32. A large-format projection unit comprising:

at least two projection systems, each equipped to create a projection by emitting a projection beam that travels on a beam path; and

at least two masking devices, each of which is located in a beam path of a projection beam emitted a corresponding projection device of the at least two projection devices, each masking device being located such that a section of the projection created by the corresponding projection device is masked out, and such that there is a continuous reduction in the intensity across the section of the projection which is masked out,

wherein the at least two projection systems are oriented with respect to each other in such a way that the masked out sections of the projections overlap at a mutually overlapping section.

33. The large-format projection unit in accordance claim 32, wherein the mutually overlapping section is formed in such a way that a combination of intensities of the at least two projection beams produces an intensity with a constant pattern in the mutually overlapping section.

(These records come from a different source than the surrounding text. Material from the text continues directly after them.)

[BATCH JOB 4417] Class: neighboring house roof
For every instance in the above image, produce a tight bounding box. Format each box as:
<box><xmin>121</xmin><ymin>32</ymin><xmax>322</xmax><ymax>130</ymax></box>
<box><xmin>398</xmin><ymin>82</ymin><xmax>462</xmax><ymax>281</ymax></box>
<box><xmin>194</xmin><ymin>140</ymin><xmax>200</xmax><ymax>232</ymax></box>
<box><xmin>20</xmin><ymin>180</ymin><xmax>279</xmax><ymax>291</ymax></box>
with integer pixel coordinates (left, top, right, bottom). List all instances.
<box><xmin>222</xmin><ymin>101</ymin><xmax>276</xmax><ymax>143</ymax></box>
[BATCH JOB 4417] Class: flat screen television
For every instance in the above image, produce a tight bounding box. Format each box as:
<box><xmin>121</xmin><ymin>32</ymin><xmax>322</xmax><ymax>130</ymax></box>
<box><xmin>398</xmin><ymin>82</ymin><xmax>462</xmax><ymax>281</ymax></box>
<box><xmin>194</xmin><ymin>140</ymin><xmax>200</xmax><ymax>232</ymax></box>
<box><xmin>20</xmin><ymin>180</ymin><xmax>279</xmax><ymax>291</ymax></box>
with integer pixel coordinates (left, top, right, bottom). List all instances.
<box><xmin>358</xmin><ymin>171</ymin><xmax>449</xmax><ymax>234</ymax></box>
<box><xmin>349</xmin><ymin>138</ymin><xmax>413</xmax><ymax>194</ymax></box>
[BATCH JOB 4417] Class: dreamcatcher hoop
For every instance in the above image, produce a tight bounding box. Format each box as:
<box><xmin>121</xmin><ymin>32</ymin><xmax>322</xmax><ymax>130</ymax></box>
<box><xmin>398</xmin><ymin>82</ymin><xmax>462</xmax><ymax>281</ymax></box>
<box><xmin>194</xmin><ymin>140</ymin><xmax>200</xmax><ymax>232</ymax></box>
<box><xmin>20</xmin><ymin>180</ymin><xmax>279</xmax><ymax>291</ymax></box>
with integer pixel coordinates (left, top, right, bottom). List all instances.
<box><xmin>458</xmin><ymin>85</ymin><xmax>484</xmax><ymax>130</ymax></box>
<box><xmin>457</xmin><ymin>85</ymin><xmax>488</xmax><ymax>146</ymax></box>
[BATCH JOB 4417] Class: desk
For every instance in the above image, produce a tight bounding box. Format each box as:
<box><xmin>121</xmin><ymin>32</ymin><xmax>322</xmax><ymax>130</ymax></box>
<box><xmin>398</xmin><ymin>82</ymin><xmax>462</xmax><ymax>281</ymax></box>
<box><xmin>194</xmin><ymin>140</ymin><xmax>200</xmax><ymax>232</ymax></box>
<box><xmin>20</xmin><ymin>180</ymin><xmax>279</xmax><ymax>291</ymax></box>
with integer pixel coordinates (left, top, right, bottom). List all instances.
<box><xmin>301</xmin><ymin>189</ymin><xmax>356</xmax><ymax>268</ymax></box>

34. The large-format projection unit in accordance with claim 33, wherein the projection systems are oriented in such a way with respect to each other that they produce a large-format projection with a prescribable shape.

35. The large-format projection unit in accordance with claim 33, wherein the projection systems are oriented in such a way with respect to each other that they produce a large format projection with a conical shape, the conical shape having a rectangular cross section.

36. The large-format projection unit in accordance with claim 32, further comprising a large-format projection screen for displaying the large-format projection.

37. The large-format projection unit in accordance with claim 35, further comprising a large-format projection screen for displaying the large-format projection.

38. The projection system in accordance with claim 14, wherein the masking device has an adjustable aperture which allows the projection beam to pass and has a surrounding area to block the projection beam.

39. The projection system in accordance with claim 38, wherein

the aperture has vertical masks and horizontal masks,

at least one of the vertical masks is movable toward and away from another of the vertical masks, and

at least one of the horizontal masks is movable toward and away from another of the horizontal masks.

40. The large-format projection unit in accordance with claim 32, wherein each masking device has an adjustable aperture which allows a projection beam to pass and has a surrounding area to block the projection beam.

41. The large-format projection unit in accordance with claim 40, wherein

the apertures each have vertical masks and horizontal masks,

for each masking device, at least one of the vertical masks is movable toward and away from another of the vertical masks, and

for each masking device, at least one of the horizontal masks is movable toward and away from another of the horizontal masks.